Previous Rate Cases in Michigan   

DTE Rate Case U-20162

Filed: July 6, 2018

Decided: May 2, 2019

Revenue increase granted: $273.33 million (DTE had originally requested $476.6 million, including the effects of ending a rate reduction from the federal Tax Cuts and Jobs Act)

Return on equity: 10% (DTE had originally requested 10.5%)

Authorized overall rate of return: 5.48% (DTE had originally requested 5.76%)

Here are a few things we think are important for you to know about this case if you are a DTE customer:

  • The PSC approved an increase of $6.19, or 8.69%, for the typical residential customer using an average of 500 kWh a month. For commercial customers the increase is 4.34%, and for industrial customers it is 2.5%. After adjusting for the end of federal tax rebates, the increase in residential rates was 4.8%. This is a large decrease from DTE’s original request of 14.4%.
  • On their monthly bill, residential customers have a fixed charge (a set amount that every customer pays) and variable charges that are proportionate to how much energy a customer uses. In this rate case, DTE also proposed an increase in the fixed charge on consumers from $7.50 to $9.00. But the PSC ultimately kept this charge at $7.50.
  • In this rate case, DTE revealed the intention to gradually increase fixed charges on consumers to eventually reach $45 per customer per month.
  • Since low-income customers tend to use less power than high-income customers, higher fixed charges increase electric bills for lower-income customers and decrease bills for high-income customers. Fixed rate increases drive the percentage increase higher for low-income ratepayers.
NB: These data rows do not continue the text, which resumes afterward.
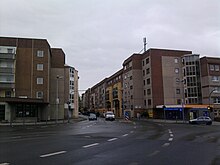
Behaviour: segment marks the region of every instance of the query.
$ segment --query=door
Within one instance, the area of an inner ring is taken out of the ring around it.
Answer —
[[[5,120],[5,105],[0,104],[0,121]]]

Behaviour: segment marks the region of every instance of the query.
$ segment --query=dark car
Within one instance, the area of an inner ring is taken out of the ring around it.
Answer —
[[[212,119],[207,116],[200,116],[196,119],[192,119],[189,121],[190,124],[206,124],[206,125],[212,125]]]
[[[94,113],[90,113],[88,118],[89,120],[97,120],[97,116]]]

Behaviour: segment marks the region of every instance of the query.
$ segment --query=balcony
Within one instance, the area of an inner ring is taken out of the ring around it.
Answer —
[[[10,74],[13,74],[13,73],[15,73],[15,69],[14,68],[0,67],[0,73],[10,73]]]
[[[14,89],[15,83],[2,83],[0,82],[0,89]]]
[[[0,59],[11,59],[15,60],[15,54],[9,53],[0,53]]]

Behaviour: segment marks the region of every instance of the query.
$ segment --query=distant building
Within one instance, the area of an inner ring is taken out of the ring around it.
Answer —
[[[213,106],[213,115],[220,117],[220,58],[202,57],[200,66],[202,102]]]
[[[62,49],[46,39],[0,37],[0,59],[0,121],[64,119]]]
[[[200,59],[192,51],[149,49],[127,58],[122,70],[87,90],[84,99],[90,103],[88,109],[101,107],[119,116],[147,113],[149,117],[168,119],[219,117],[219,68],[220,58]],[[115,79],[119,80],[118,75],[122,76],[120,81]],[[105,105],[100,104],[104,93]]]

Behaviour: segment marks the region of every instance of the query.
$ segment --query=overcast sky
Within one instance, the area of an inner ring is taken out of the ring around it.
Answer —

An increase in the fixed charge affects low-income customers’ ability to regulate their energy use to fit their budgets.

SEMCO Gas Rate Case U-20479

Filed: May 31, 2019

Decided: Settlement approved by commission on Dec. 6, 2019

Approved return on equity: 9.87%

Requested return on equity: 10.5%

Approved revenue requirement increase: $19.9 million

Requested revenue requirement increase: $38.1 million

Here are a few things we think are important for you to know about this case if you are a SEMCO customer:

  • SEMCO had requested a 14% increase in residential rates, but residential rates will instead increase 8% as the result of the settlement with Attorney General Dana Nessel, the MPSC staff, CUB of Michigan and the Retail Energy Supply Association.
  • SEMCO had also proposed an increase in fixed charges, including increasing the monthly customer charge on each residential customer by $2.40 to $17.40. But per the terms of the settlement, the charge will instead go up by just $0.75. SEMCO described the proposed increase as an “alternative revenue decoupling mechanism” – meaning that, because energy waste reduction measures mean the utility may not get as much revenue from selling gas as they expect, SEMCO proposed getting more of its revenue from a fixed charge rather than revenue that is “coupled” to the amount of gas sold.
  • SEMCO will implement a Low-Income Assistance Credit program in which the utility will provide a $30 credit to customers whose household income does not exceed 150% of the Federal Poverty Level. Enrollment is limited to 2,000 customers. SEMCO also agreed to implement a Residential Income Assistance program, in which up to 10,500 customers will receive a monthly credit equal to the customer charge.
  • Previously, SEMCO had requested a Low-Income Assistance Credit program with enrollment limited to 3,200 participants, but with no accompanying Residential Income Assistance program.
  • SEMCO’s 9.87% approved return on common equity is a decrease from the 10.35% approved in its last rate case (Case No. U-16169, decided by the Commission on Jan. 6, 2011). 
  • SEMCO agreed to not seek another general rate case before Jan. 1, 2023.